Another vessel, Anastasia, also carrying coal from Australia and with 18 Indians on board, has been at China’s Caofeidian anchorage since August 3, he added.
“We have a humanitarian crisis at hand. Our seafarers are being treated inhumanely,” Serang told AFP.
“The ships have become floating prisons and it is taking a heavy toll on the mental and physical wellbeing of the crew.”
Serang said both ships have not been allowed to unload their cargo or depart for another port.
His union has written to the Indian and Chinese governments as well as the International Maritime Organisation (IMO), pleading for an end to the crisis.
“The seafarers are just doing their job and paying a heavy price for no fault of theirs,” Serang said.
“It is like a food delivery guy being hammered in a fight between neighbours.”
– ‘Major concern’ –
A letter from the wife of one of the crew members, posted Friday on Twitter tagging Indian Prime Minister Narendra Modi’s account, said the “deteriorating health of crew members is also a major concern”.
The Great Eastern Shipping Company, which owns the Indian vessel Jag Anand, said it had offered to send the ship to Japan at its own cost but to no avail.
“Regrettably, none of our efforts have yielded results so far,” a spokesman told The Hindu newspaper.

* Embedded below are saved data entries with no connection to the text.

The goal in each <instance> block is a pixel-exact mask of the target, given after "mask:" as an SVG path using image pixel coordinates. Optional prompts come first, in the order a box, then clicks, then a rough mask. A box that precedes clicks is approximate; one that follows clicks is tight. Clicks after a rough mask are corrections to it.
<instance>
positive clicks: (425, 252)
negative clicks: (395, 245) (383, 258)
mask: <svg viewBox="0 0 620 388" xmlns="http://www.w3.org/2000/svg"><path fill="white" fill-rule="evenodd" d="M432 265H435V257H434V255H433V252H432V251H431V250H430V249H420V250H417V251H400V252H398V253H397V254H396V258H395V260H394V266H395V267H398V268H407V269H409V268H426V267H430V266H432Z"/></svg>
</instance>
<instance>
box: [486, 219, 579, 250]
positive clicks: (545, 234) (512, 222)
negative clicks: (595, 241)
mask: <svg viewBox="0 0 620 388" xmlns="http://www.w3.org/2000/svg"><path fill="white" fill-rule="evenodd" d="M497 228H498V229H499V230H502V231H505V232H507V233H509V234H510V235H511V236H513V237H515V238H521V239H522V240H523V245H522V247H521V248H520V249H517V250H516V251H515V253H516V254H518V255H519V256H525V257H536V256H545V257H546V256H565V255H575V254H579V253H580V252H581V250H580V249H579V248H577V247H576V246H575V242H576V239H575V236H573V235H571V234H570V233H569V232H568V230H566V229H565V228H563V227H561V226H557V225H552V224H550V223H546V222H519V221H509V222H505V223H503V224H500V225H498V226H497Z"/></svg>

But China’s foreign ministry said Wednesday in response to an AFP query about the Jag Anand that “China has never restricted it from leaving”.
“The freight side did not wish to adjust the ship’s transport arrangements, citing commercial rights and interests. This is the real reason behind the circumstances.”
India-China ties have also worsened significantly in recent months.
In mid-June, 20 Indian soldiers were killed in a brutal, high-altitude border clash. China has not revealed how many casualties it suffered.
The nuclear-armed neighbours later sent tens of thousands of troops to the disputed frontier in the Ladakh region in the Himalayas.